I’ve been using SparseDossa2 to obtain simulation data from real datasets. My OTU (Operational Taxonomic Unit) table corresponds to different responses.
I want to know if I use Sparsedossa2 model to fit OTU table, will the simulated sample order change during the simulation? In other words, whether the simulated data can still correspond to the original response.
The sample order will not be preserved. If you use the same metadata to generate simulated data, the case/control group can at least be preserved. But even in that case the residuals are not preserved, so I wouldn’t consider the order remains the same.

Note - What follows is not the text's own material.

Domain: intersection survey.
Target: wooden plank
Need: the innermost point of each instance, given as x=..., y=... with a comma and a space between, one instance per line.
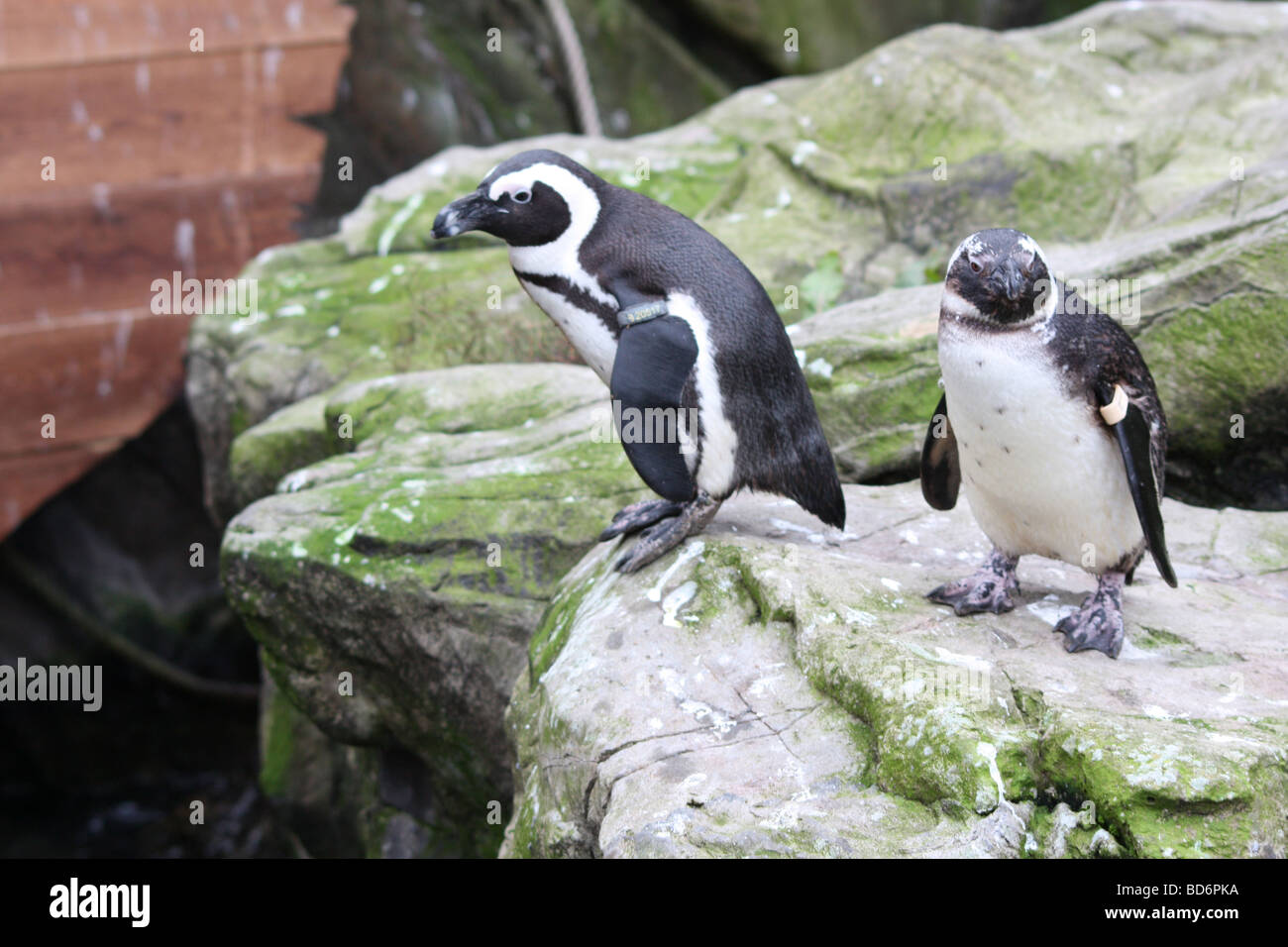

I actually ran into a similar problem. Just to clarify on your response, for example, if I would like to simulate 50 samples, and for my metadata matrix, I specify the first 30 to be control, and rest 20 to be case, then I spike-in an association between a feature and this metadata matrix, for the generated 50 sample, can I understand that the first 30 generated are the case, and the rest 20 are the control? Also, can you explain what you mean by the residuals are not preserved? Thanks!
Hi - yes, that is the correct way to understand this.
By residual, I mean the remaining biological variation in the real-world samples that do not correspond to case/control difference. For example, some samples within the control group can be more Firmicutes-enriched, while others are Bacteroidetes-enriched. Such variations are perturbed during SparseDOSSA simulation. So the simulated 30 “control” samples, while indeed correspond to the control group, will not match the exact 30 control samples in the real-world data.